A cerâmica que é feita na Amazônia, tem muitos formatos geométricos e funciona como essa cápsula do tempo. Conseguimos deduzir o que era importante para o povo que criou as cerâmicas há milhares de anos através das formas e grafismos. Entender como eles se conectavam com a Terra, qual era a força dos animais que eles queriam trazer para dentro da sua vida, como que eles se conectavam e faziam ciência braba, profunda, complexa, que não precisa de um microscópio, você consegue intuir, consegue sonhar com aquilo que você está fazendo. É realmente um processo educativo. A gente só precisa entender como que vamos alinhar essa comunicação para que as pessoas realmente se sintam pertencentes, com autoestima suficiente a ponto de bater no peito e dizer: eu sou amazônica, com orgulho e eu vou preservar essa cultura que é minha, que é nossa.

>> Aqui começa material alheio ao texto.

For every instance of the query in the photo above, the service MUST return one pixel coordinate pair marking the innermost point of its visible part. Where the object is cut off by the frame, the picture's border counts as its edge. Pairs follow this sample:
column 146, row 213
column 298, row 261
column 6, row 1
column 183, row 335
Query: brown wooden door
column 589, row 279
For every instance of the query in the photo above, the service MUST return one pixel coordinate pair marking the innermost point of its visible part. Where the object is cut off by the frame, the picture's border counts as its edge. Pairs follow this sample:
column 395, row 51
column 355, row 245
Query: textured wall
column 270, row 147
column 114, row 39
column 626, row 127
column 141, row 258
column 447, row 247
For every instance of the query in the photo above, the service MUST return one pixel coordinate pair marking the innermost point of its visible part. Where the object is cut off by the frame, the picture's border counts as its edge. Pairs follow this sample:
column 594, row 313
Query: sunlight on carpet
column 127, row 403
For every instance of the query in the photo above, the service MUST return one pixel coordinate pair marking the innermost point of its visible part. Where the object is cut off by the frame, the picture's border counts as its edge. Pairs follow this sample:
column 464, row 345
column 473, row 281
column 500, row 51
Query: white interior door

Como a conexão jovem através da comunicação dá suporte ao artesanato.
Alice:
E como que foi esse processo de autoestima e pertencimento para você?
Maynara:
Eu cresci num processo de desvalorização. Eu vi meu pai vender cerâmica por centavos, para conseguir manter. Escolhi outra área, sou formada em nutrição e no meu último ano de faculdade conheci o Sebá, um grande presente das divindades que me fizeram voltar para casa e encontrar o meu processo dentro da cerâmica, que não é modelando. Gosto muito de usar a cerâmica para modelar como uma forma terapêutica. Mas se eu tiver que fazer aquilo sempre, eu não vou gostar. Consegui encontrar o meu processo através da comunicação.
Eu amo falar sobre o poder da cerâmica e o quanto que ela é importante para a gente construir essa ponte entre o passado e o presente para construir o futuro. Ela me deu essa possibilidade de me encontrar numa forma fortalecida, sabe? O meu lugar no mundo, que é retornando para casa. Às vezes a gente quer procurar fora, mas está tudo aqui dentro, no meu caso, literalmente dentro da minha casa.
Alice:
A ideia do Conversa Fiada é a gente conversar com profissionais para pensar as outras formas de conexão com o artesanato que não necessariamente é através dessas manualidades. Então é muito legal te escutar falando isso, como jovem, enquanto comunicadora e ativista, tem contribuído para o artesanato. Me conta um pouco dessa parte da comunicação, o que você tem feito, quais projetos tem criado e te motivado?
Maynara:
Eu sou ativista preta desde jovem. Acho que foi dentro do movimento negro que eu consegui reconhecer essa minha potência no trabalho. Eu venho de uma família de mulheres, mas que durante a sua vida foram silenciadas. A minha avó não consegue falar em público, minha mãe não consegue impostar a voz dela. Hoje a gente está fazendo diversos trabalhos de capacitação, de cursos, e ela já consegue receber as pessoas dentro da loja, conversar e trocar ideia, falar sobre o produto. Fico super orgulhosa!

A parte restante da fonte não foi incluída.